“Tetangga
depan mobilnya baru, mobil kita sudah kuno dan kusam,” keluh Murni sambil
pasang muka cemberut. Seno, suaminya yang duduk di kursi panjang terus membaca
buku. Mungkin asyik membaca buku atau pura-pura tidak mendengar.
“Bu Rio
gelangnya nambah lagi, aku masih saja pakai gelang karet sekalian untuk
mengucir rambut,” tambah Murni sambil sesekali melirik suaminya. Tangannya
terus lincah memotong kacang panjang, tetapi matanya terlepar ke arah luar
teras. Seakan mata itu mengabsen rumah-tumah tetangga.
Suami terus
saja membuka halaman buku selanjutnya. Bahkan, belum dibaca, tetapi dia buka
lagi dan buka lagi halaman berikutnya.
“Kalau
arisan, hanya aku yang tidak pernah ganti sandal.”
Ehm....
Seno
seperti ancang-ancang mau berkata. Murni kaget kemudian terdiam.
“Pak Amir
sudah rutin bisa puasa Senin Kamis, aku kok belum bisa, ya?” kata Seno tenang.
Murni hanya menoleh tanpa suara.
“Pak Asna
bisa setiap hari berjamaah subuh dan duduk zikir sampai waktu duha. Pahalanya
seperti pahala ibadah umrah dan haji,” tambahnya.
“Pak Rudi
selalu menyisihkan seperempat gajinya untuk Panti Asuhan tempat aku bekerja,
aku baru bisa mencatatkan.” Kali ini Seno berdiri dan memandang ke luar.

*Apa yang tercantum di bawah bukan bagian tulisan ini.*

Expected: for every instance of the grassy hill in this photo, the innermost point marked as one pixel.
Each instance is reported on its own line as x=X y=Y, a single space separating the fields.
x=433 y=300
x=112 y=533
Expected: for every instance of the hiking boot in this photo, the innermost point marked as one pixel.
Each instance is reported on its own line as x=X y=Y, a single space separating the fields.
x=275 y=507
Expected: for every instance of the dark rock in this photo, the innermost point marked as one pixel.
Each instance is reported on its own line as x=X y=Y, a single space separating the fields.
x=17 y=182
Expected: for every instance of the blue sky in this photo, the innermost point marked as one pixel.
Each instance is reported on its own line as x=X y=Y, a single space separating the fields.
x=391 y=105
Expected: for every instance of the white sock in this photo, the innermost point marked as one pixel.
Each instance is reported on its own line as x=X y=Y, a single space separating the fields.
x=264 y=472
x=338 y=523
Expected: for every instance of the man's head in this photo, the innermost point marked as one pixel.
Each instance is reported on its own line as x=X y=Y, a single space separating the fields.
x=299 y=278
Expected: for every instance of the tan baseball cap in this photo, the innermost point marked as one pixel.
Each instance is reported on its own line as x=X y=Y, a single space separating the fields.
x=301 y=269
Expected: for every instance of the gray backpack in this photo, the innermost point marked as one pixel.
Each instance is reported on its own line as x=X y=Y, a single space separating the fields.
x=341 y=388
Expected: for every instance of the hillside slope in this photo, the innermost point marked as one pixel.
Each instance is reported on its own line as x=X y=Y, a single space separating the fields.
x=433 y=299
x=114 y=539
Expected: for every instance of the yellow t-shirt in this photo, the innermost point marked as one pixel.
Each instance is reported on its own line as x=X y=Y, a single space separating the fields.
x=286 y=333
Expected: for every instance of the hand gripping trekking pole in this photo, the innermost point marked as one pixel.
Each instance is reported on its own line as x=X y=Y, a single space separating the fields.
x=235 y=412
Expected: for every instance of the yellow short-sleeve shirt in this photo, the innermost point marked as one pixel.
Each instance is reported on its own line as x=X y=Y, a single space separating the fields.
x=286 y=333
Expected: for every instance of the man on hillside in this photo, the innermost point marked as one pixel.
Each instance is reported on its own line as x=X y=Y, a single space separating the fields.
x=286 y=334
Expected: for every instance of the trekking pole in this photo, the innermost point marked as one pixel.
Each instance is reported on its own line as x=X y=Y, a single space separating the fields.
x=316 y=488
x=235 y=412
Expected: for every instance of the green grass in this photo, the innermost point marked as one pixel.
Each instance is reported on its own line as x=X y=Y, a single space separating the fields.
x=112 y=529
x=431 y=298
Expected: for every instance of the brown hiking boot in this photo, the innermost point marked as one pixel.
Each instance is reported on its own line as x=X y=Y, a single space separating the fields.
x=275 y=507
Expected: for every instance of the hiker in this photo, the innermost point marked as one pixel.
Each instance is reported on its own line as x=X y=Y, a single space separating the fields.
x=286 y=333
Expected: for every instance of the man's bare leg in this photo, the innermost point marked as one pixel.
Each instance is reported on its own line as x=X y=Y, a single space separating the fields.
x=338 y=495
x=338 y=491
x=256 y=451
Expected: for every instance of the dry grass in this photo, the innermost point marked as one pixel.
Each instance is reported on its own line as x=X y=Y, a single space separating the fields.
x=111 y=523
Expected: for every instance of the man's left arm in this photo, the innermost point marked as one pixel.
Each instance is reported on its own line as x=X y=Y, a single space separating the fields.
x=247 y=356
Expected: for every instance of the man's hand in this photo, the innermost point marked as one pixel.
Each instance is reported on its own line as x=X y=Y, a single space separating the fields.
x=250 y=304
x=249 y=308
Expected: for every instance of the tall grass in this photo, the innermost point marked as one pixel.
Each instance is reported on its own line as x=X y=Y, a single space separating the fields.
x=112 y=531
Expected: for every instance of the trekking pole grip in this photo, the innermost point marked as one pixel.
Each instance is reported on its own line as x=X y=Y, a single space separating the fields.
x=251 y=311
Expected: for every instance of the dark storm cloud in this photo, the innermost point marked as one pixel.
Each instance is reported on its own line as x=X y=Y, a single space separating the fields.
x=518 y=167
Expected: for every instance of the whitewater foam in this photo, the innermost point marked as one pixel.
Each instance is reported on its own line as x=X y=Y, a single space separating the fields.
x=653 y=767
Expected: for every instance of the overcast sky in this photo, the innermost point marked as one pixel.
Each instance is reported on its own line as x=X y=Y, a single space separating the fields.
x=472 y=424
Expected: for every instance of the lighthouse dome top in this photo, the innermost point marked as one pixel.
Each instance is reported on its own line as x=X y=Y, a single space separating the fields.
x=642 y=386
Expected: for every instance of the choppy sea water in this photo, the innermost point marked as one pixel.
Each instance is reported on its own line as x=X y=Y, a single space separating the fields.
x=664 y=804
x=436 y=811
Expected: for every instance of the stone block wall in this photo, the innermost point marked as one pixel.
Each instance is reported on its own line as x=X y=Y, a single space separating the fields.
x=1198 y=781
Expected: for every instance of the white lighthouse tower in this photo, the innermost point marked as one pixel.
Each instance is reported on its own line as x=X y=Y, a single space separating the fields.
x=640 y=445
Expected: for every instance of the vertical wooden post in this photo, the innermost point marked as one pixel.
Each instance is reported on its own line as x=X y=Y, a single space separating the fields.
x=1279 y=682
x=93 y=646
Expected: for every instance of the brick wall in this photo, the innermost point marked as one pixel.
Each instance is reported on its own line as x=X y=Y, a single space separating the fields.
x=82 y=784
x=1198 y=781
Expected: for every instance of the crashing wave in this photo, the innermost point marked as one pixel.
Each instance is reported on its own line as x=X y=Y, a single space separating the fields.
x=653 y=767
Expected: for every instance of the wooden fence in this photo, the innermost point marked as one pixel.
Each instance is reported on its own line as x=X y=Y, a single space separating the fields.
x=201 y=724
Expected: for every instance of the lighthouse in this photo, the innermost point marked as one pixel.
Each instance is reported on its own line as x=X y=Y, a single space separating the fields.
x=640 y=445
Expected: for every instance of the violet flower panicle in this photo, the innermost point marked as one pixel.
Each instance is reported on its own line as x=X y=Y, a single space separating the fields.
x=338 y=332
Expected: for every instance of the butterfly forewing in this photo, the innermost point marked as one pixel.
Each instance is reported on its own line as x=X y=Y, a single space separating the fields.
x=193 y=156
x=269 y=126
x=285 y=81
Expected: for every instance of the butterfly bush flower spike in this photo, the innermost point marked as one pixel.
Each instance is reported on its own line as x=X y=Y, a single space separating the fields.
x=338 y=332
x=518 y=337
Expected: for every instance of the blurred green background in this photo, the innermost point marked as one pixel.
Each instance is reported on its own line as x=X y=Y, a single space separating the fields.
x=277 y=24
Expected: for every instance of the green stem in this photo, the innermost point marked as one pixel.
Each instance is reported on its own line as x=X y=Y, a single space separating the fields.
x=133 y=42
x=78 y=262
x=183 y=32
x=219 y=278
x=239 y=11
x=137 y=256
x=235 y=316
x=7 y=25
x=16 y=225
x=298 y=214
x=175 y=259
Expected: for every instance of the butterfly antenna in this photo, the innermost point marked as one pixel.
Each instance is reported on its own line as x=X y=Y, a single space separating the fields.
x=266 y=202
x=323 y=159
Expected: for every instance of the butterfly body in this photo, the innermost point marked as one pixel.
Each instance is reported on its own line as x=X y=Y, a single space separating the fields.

Menatap jauh pucuk-pucuk pohon di seberang jalan.
“Pak Lukman
selalu kurban kambing setiap tahun, aku baru bisa berencana.
Murni
benar-banar terpaku dan beku. Ia ingat betul pesan guru ngajinya, Ustaz Haris,
yang mengucapkan nasihat tentang hal apa yang pantas iri kepada orang lain.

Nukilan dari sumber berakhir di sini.